Secrets to pie crust and pastry
It’s all in the crust
While Mary Berry makes it clear she was never much help to her mother, Tanya, in their Henry County farmhouse kitchen, she says, “I must have been watching.” How else can she explain the first time she made pie crust? “I remember vividly making my first pie. It never occurred to me to buy a crust. I had never seen anyone buy a crust,” she recalls.
Berry, now executive director of The Berry Center in New Castle and a farm wife, said she was surrounded by good cooks growing up. “My Grandmother Berry was a wonderful cook. She was a great pie maker and a great biscuit maker. She made a strawberry shortcake that was layered pie pastry with strawberries and sometimes ice cream or whipped cream. Oh, gosh, it was good.”

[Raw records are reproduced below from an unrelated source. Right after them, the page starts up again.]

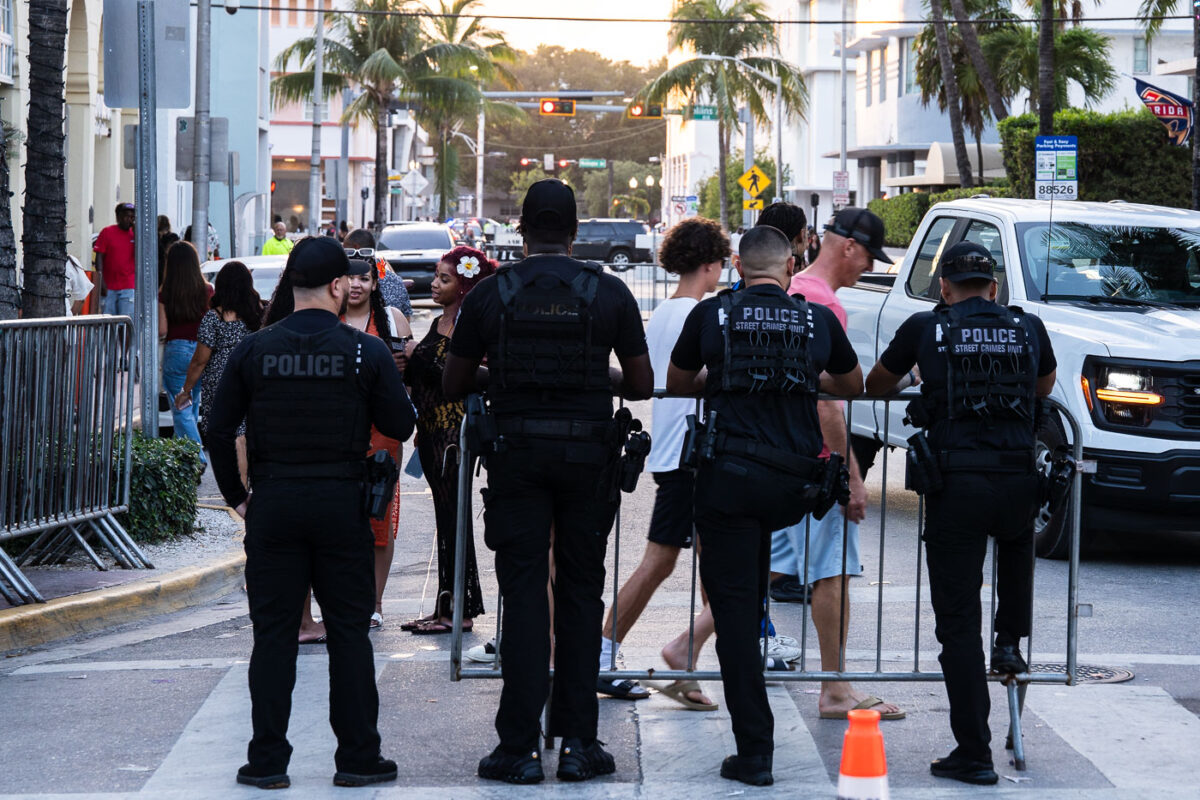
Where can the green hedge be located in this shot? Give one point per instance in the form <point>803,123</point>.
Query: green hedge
<point>162,487</point>
<point>903,214</point>
<point>1125,155</point>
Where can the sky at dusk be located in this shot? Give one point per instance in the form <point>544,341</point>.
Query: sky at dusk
<point>636,42</point>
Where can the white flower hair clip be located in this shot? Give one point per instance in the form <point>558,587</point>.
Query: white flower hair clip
<point>468,266</point>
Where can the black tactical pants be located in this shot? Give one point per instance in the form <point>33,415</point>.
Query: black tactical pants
<point>738,505</point>
<point>529,489</point>
<point>301,531</point>
<point>959,519</point>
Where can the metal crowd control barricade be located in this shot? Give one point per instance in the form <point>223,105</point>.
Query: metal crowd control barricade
<point>66,410</point>
<point>1015,685</point>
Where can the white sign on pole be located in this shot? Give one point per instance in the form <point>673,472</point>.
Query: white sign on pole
<point>840,187</point>
<point>1056,168</point>
<point>414,182</point>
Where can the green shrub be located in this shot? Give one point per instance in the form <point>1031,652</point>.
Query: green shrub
<point>901,215</point>
<point>162,487</point>
<point>1125,155</point>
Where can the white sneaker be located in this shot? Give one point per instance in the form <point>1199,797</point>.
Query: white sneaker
<point>484,654</point>
<point>777,649</point>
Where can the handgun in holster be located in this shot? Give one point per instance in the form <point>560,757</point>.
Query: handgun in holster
<point>382,476</point>
<point>834,486</point>
<point>483,433</point>
<point>1055,483</point>
<point>922,474</point>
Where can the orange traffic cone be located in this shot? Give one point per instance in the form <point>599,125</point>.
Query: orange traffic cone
<point>864,769</point>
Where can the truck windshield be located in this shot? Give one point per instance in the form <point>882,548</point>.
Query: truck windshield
<point>1078,260</point>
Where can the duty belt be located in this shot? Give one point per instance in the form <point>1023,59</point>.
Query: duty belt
<point>354,470</point>
<point>976,461</point>
<point>785,459</point>
<point>569,429</point>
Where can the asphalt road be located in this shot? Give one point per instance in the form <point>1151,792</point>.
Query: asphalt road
<point>160,709</point>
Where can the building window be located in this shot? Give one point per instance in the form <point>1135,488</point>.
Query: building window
<point>869,74</point>
<point>909,68</point>
<point>6,41</point>
<point>1140,55</point>
<point>883,74</point>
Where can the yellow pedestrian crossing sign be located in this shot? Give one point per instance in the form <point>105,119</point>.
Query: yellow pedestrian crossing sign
<point>754,181</point>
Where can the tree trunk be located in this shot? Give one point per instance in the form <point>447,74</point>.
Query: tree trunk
<point>381,215</point>
<point>10,295</point>
<point>1045,70</point>
<point>46,196</point>
<point>953,101</point>
<point>971,43</point>
<point>721,156</point>
<point>1195,101</point>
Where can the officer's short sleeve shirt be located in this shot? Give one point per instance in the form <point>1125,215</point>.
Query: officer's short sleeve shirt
<point>785,421</point>
<point>616,324</point>
<point>917,343</point>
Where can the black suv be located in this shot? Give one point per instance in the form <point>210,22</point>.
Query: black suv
<point>611,241</point>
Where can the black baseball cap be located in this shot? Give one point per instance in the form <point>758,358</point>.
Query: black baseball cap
<point>549,205</point>
<point>316,260</point>
<point>863,227</point>
<point>967,260</point>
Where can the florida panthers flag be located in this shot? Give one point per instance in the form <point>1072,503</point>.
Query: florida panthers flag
<point>1174,112</point>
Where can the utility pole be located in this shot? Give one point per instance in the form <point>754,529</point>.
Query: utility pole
<point>201,157</point>
<point>318,73</point>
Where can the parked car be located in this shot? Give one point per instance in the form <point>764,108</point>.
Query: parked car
<point>1117,287</point>
<point>611,241</point>
<point>413,251</point>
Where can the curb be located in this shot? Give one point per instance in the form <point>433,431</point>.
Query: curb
<point>27,626</point>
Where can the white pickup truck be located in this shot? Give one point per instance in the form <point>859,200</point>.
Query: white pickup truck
<point>1119,289</point>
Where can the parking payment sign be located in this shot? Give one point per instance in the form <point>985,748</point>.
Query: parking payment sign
<point>1056,168</point>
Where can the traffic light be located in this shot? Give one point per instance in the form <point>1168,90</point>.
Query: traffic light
<point>645,112</point>
<point>553,107</point>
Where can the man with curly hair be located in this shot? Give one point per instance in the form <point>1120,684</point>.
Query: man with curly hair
<point>695,250</point>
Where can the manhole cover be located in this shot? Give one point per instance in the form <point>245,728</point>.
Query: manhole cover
<point>1086,673</point>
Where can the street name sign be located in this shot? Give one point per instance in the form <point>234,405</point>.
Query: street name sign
<point>1056,168</point>
<point>754,181</point>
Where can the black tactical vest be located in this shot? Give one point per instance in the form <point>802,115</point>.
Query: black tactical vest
<point>990,373</point>
<point>546,332</point>
<point>309,405</point>
<point>767,344</point>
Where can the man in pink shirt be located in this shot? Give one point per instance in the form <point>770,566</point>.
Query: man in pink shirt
<point>853,241</point>
<point>115,262</point>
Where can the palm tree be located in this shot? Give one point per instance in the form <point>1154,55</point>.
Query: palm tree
<point>1151,13</point>
<point>449,109</point>
<point>953,101</point>
<point>742,31</point>
<point>46,196</point>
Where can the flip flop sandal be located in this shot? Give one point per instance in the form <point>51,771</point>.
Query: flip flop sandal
<point>679,690</point>
<point>869,703</point>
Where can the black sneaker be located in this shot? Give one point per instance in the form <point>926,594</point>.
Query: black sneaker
<point>263,779</point>
<point>754,770</point>
<point>581,762</point>
<point>964,769</point>
<point>379,773</point>
<point>511,768</point>
<point>1006,660</point>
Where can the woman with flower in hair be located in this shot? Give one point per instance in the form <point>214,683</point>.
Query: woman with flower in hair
<point>437,433</point>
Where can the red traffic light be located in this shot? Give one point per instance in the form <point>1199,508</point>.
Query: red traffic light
<point>552,107</point>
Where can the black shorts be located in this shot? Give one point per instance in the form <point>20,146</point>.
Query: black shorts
<point>671,522</point>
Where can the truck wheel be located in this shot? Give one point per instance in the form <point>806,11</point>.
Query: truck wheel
<point>1051,535</point>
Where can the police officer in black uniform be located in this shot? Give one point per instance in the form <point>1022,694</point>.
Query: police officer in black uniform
<point>757,467</point>
<point>983,368</point>
<point>310,389</point>
<point>547,325</point>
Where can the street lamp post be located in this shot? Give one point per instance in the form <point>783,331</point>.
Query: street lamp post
<point>779,113</point>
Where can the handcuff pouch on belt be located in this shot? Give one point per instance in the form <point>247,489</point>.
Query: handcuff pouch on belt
<point>382,476</point>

Mary’s mother, a good cook, “is also a great gardener,” Mary says. “She figured out how to use the food she was raising in inventive ways. She didn’t waste much. She made our yogurt, she made our cottage cheese, she made our butter. She is something.”
Working full time and traveling a lot, Mary says she can’t cook like her mother does. But she still likes to cook and there’s homemade food for dinner every night. And Mary still loves to bake. She makes her pie crust with good lard if she has it and butter if she doesn’t. “I think lard makes all the difference in pie crust and biscuits,” she says.